A small sample used to illustrate some of the benefits of including links inside your next ASP.NET WebAPI implementation.
The API is simple, it allows you to explore a list of books, check books in, and check them out again.
A sample library API along with two clients.
- Api Implementation
- A Resource Driven Client
- A Hypermedia Driven Client
The API makes its way into the public domain, and a couple of wild clients appear (hark, someone is using our API!). We begin to celebrate a little too soon, as now the Grand Library Council has decreed that too many people are checking books out, and never checking them back in. This will not do!
To combat the ever growing pressures of late returns, the workflow of our API must change. Now, users with unpaid fines (due to late returns) must first pay their fines, before checking out any more books.
To simulate the change in this workflow, find the class
and flip the magic switch
/// <summary> /// Switch me to 'true' enable fines /// </summary> private static bool _hasFines = false;
We have two wild clients out there, both of which were developed prior to the pay your fines API change. One of these clients will break, and one will survive.
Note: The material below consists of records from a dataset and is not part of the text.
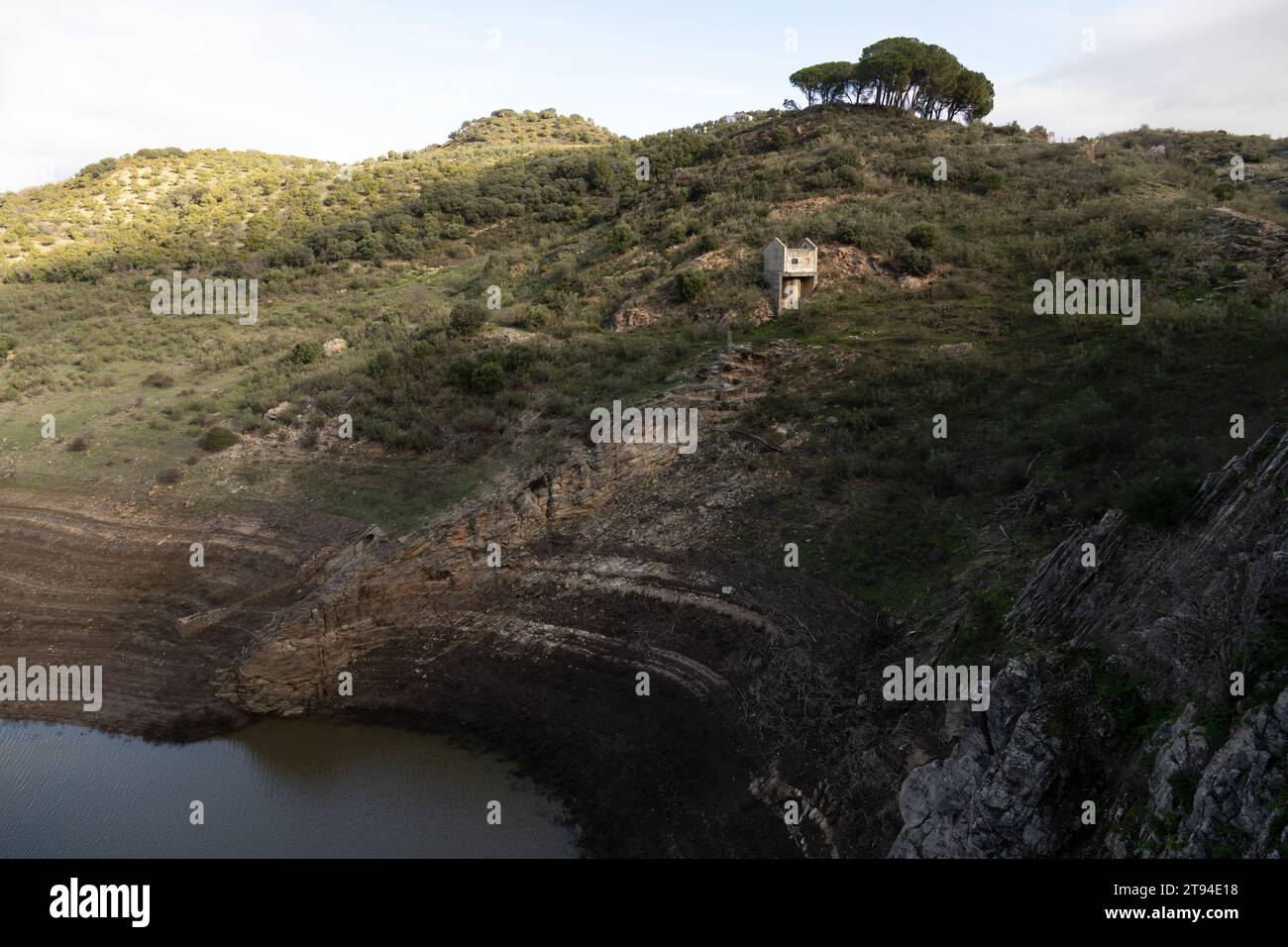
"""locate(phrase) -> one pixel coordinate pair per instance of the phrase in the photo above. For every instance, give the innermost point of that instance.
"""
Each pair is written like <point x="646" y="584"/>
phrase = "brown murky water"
<point x="277" y="789"/>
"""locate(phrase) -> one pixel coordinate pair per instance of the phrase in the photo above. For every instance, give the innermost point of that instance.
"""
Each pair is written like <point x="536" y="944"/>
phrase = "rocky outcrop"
<point x="1159" y="621"/>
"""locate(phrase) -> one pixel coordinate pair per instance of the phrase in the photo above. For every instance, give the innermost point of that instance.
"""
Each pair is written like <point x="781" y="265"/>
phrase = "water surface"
<point x="277" y="789"/>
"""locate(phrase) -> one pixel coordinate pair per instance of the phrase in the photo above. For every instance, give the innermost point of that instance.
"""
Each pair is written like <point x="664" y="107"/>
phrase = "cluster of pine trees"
<point x="906" y="73"/>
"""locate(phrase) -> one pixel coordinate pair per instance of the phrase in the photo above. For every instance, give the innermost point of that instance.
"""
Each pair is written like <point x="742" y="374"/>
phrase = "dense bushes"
<point x="305" y="354"/>
<point x="1159" y="499"/>
<point x="467" y="318"/>
<point x="217" y="438"/>
<point x="690" y="283"/>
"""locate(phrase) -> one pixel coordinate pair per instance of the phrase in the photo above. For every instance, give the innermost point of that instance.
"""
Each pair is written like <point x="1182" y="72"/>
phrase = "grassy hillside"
<point x="925" y="307"/>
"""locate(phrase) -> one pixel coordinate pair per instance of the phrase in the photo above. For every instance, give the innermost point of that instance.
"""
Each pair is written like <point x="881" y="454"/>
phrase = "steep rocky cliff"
<point x="1122" y="688"/>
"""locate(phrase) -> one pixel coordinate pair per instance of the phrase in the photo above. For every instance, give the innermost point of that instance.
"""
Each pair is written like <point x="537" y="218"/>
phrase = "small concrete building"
<point x="791" y="272"/>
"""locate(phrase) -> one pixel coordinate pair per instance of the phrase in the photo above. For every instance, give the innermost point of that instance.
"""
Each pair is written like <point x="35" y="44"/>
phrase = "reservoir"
<point x="286" y="789"/>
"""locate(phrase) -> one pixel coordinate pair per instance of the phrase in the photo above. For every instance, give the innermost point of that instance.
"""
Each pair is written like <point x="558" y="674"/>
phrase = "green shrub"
<point x="848" y="232"/>
<point x="217" y="438"/>
<point x="690" y="285"/>
<point x="533" y="318"/>
<point x="914" y="262"/>
<point x="1159" y="500"/>
<point x="922" y="236"/>
<point x="305" y="354"/>
<point x="621" y="239"/>
<point x="467" y="318"/>
<point x="487" y="377"/>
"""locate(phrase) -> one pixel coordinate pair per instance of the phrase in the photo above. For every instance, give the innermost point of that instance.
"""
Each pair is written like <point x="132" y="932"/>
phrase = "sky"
<point x="349" y="78"/>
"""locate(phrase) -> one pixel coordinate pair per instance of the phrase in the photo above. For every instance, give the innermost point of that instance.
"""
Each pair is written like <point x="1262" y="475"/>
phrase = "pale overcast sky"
<point x="349" y="78"/>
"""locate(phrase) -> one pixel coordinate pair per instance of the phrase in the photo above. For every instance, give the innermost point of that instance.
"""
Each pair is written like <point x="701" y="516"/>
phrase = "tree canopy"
<point x="905" y="73"/>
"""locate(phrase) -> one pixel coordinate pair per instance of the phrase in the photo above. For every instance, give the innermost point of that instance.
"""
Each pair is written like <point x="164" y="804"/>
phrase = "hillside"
<point x="818" y="428"/>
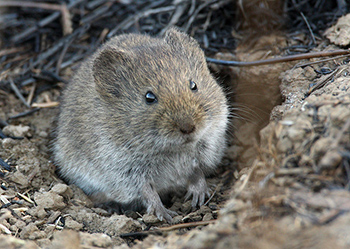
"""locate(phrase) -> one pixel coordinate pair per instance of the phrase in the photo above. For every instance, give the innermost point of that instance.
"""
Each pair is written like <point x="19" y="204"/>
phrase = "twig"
<point x="309" y="27"/>
<point x="186" y="225"/>
<point x="46" y="105"/>
<point x="23" y="114"/>
<point x="278" y="60"/>
<point x="42" y="23"/>
<point x="25" y="198"/>
<point x="320" y="61"/>
<point x="134" y="18"/>
<point x="324" y="81"/>
<point x="167" y="229"/>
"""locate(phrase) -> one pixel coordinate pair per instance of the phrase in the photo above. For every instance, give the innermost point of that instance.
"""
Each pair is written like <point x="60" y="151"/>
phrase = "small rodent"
<point x="143" y="116"/>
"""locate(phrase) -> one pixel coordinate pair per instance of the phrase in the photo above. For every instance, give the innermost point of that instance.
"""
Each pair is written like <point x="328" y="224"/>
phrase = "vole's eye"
<point x="150" y="98"/>
<point x="193" y="86"/>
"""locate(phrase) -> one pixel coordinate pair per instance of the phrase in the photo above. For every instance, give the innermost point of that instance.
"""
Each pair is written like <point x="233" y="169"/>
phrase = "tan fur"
<point x="111" y="142"/>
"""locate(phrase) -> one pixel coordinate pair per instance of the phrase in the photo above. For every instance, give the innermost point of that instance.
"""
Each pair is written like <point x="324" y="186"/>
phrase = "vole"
<point x="143" y="116"/>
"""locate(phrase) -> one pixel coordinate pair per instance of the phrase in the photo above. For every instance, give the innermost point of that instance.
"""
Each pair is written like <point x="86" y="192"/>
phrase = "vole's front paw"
<point x="198" y="190"/>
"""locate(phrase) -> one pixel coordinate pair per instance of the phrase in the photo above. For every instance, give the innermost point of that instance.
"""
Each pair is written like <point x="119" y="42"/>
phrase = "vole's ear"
<point x="175" y="37"/>
<point x="105" y="71"/>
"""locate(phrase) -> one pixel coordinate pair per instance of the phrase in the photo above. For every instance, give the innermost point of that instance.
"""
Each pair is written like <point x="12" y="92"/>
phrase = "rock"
<point x="49" y="200"/>
<point x="339" y="33"/>
<point x="72" y="224"/>
<point x="32" y="232"/>
<point x="67" y="239"/>
<point x="17" y="131"/>
<point x="95" y="239"/>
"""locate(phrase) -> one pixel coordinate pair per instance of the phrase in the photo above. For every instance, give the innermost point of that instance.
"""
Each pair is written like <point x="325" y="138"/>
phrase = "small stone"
<point x="213" y="206"/>
<point x="37" y="212"/>
<point x="32" y="232"/>
<point x="72" y="224"/>
<point x="95" y="239"/>
<point x="208" y="216"/>
<point x="49" y="200"/>
<point x="17" y="131"/>
<point x="131" y="214"/>
<point x="177" y="219"/>
<point x="19" y="178"/>
<point x="20" y="224"/>
<point x="43" y="134"/>
<point x="8" y="143"/>
<point x="13" y="228"/>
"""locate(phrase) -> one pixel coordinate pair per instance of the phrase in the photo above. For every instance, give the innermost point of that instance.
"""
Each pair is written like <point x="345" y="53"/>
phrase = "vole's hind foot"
<point x="154" y="204"/>
<point x="162" y="212"/>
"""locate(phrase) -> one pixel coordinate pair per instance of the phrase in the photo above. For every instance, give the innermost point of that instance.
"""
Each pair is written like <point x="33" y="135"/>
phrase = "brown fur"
<point x="111" y="142"/>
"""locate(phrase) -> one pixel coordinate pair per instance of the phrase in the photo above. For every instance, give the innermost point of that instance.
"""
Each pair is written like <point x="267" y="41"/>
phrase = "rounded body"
<point x="141" y="117"/>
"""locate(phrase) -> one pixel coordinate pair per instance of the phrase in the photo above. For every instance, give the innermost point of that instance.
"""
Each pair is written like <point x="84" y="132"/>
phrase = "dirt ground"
<point x="283" y="183"/>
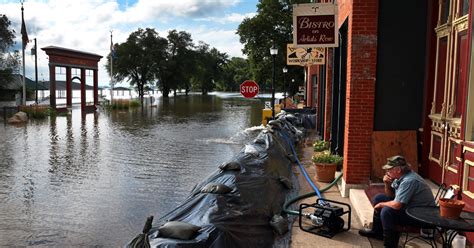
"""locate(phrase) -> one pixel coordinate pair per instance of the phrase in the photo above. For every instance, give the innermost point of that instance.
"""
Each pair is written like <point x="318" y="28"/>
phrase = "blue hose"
<point x="303" y="170"/>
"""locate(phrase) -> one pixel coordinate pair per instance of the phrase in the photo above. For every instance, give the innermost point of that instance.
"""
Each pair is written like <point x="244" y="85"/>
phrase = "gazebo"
<point x="69" y="58"/>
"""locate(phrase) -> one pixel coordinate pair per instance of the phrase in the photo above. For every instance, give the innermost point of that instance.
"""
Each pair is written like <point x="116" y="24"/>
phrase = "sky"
<point x="85" y="25"/>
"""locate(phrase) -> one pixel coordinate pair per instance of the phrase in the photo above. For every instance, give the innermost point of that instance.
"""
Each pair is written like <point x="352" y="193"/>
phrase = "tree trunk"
<point x="166" y="92"/>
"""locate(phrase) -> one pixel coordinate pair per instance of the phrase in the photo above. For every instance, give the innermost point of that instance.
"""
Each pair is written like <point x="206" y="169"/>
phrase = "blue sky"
<point x="86" y="24"/>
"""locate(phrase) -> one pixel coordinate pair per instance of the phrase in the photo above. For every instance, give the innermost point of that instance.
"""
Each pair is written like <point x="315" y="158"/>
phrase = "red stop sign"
<point x="249" y="89"/>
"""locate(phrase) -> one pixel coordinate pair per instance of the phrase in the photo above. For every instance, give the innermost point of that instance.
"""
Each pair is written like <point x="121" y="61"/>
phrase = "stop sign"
<point x="249" y="89"/>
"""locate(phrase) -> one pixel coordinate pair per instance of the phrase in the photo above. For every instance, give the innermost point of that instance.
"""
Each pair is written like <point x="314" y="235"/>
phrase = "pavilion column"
<point x="52" y="86"/>
<point x="83" y="89"/>
<point x="68" y="87"/>
<point x="96" y="89"/>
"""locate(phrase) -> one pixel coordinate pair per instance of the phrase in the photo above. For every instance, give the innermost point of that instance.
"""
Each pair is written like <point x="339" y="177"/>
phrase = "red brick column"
<point x="328" y="100"/>
<point x="360" y="93"/>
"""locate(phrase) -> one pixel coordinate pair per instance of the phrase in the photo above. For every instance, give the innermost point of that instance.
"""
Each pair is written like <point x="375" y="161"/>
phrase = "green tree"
<point x="9" y="62"/>
<point x="236" y="71"/>
<point x="180" y="64"/>
<point x="272" y="26"/>
<point x="140" y="60"/>
<point x="210" y="65"/>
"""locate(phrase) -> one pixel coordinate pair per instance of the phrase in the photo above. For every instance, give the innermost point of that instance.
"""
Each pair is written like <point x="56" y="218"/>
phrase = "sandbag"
<point x="216" y="188"/>
<point x="279" y="224"/>
<point x="230" y="166"/>
<point x="178" y="230"/>
<point x="286" y="182"/>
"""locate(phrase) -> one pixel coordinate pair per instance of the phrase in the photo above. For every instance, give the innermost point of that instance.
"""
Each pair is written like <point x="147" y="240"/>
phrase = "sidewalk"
<point x="301" y="238"/>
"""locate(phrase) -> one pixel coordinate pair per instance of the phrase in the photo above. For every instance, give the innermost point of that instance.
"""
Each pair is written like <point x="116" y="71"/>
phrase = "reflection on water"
<point x="93" y="179"/>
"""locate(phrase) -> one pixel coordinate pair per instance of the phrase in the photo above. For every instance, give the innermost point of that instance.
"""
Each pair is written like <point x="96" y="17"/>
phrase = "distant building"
<point x="8" y="90"/>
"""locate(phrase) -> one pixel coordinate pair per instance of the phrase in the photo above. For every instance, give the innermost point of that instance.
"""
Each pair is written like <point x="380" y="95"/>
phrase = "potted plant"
<point x="325" y="165"/>
<point x="320" y="145"/>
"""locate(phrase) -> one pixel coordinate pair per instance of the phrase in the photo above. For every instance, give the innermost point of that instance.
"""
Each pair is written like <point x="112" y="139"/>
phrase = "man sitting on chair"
<point x="403" y="188"/>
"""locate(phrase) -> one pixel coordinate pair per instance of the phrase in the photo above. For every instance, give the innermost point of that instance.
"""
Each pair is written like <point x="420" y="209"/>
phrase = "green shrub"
<point x="327" y="159"/>
<point x="36" y="112"/>
<point x="320" y="145"/>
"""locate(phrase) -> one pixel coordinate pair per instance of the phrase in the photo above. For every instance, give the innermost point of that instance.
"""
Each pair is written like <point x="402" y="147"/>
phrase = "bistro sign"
<point x="304" y="56"/>
<point x="315" y="25"/>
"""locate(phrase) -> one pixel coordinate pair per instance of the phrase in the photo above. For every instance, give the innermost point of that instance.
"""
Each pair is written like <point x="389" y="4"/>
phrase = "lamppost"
<point x="34" y="51"/>
<point x="273" y="52"/>
<point x="285" y="70"/>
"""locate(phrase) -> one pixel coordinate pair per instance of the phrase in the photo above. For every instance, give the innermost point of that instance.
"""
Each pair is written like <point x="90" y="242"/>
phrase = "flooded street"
<point x="93" y="180"/>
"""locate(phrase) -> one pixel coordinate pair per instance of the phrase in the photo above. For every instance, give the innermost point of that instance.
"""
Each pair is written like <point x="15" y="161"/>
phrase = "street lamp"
<point x="285" y="70"/>
<point x="273" y="52"/>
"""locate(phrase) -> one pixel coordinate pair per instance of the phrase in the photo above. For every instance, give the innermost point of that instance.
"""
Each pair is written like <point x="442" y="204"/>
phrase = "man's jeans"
<point x="389" y="217"/>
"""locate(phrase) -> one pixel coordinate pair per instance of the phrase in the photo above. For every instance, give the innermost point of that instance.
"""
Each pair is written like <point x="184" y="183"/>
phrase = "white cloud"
<point x="86" y="24"/>
<point x="232" y="18"/>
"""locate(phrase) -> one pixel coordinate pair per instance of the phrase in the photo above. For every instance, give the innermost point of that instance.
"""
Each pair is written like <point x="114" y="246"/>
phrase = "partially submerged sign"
<point x="249" y="89"/>
<point x="315" y="25"/>
<point x="304" y="55"/>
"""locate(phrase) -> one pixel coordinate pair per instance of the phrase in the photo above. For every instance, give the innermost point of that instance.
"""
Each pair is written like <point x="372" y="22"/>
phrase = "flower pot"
<point x="325" y="172"/>
<point x="450" y="208"/>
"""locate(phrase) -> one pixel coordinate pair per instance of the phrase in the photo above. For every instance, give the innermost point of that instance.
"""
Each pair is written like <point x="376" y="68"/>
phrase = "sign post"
<point x="249" y="89"/>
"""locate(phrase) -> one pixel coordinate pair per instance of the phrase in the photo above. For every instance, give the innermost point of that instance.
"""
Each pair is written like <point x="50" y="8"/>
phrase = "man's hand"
<point x="391" y="204"/>
<point x="379" y="206"/>
<point x="387" y="179"/>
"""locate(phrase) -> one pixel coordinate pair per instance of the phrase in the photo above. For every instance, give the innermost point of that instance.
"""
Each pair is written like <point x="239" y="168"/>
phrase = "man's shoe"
<point x="369" y="233"/>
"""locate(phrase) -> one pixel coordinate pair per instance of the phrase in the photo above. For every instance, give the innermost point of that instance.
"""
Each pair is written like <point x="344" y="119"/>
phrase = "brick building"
<point x="400" y="82"/>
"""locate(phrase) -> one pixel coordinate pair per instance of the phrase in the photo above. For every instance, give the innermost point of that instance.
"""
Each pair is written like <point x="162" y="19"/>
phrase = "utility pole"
<point x="111" y="68"/>
<point x="36" y="72"/>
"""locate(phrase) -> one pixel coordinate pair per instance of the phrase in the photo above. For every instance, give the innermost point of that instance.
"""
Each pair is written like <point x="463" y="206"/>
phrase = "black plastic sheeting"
<point x="260" y="179"/>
Who will win?
The Resource Driven Client has baked-in knowledge of
- The available URI's
- The types being returned from the server
- The workflow of listing books, checking books out, and returning them
It has no knowledge of paying fines, as this was added after the original client was developed.
The Hypermedia Driven client has baked-in knowledge of
- How to find links in a response from the server
- How to follow those links
When a new business rule is enforced, the Resource driven client is not able to tolerate those changes, while the Hypermedia driven client is. This, in a very trivial way, demonstrates the evolvality of the hypermedia client.
A Note on this Hypermedia Client
This is not designed to be a complete example on how to implement a hypermedia client! It is trivialised significantly. It does not describe how to implement a custom media type, nor does it describe the implementation of hypermedia affordances such as forms. This is a contrived example designed to illustrate a basic evolvability as a property of hypermedia.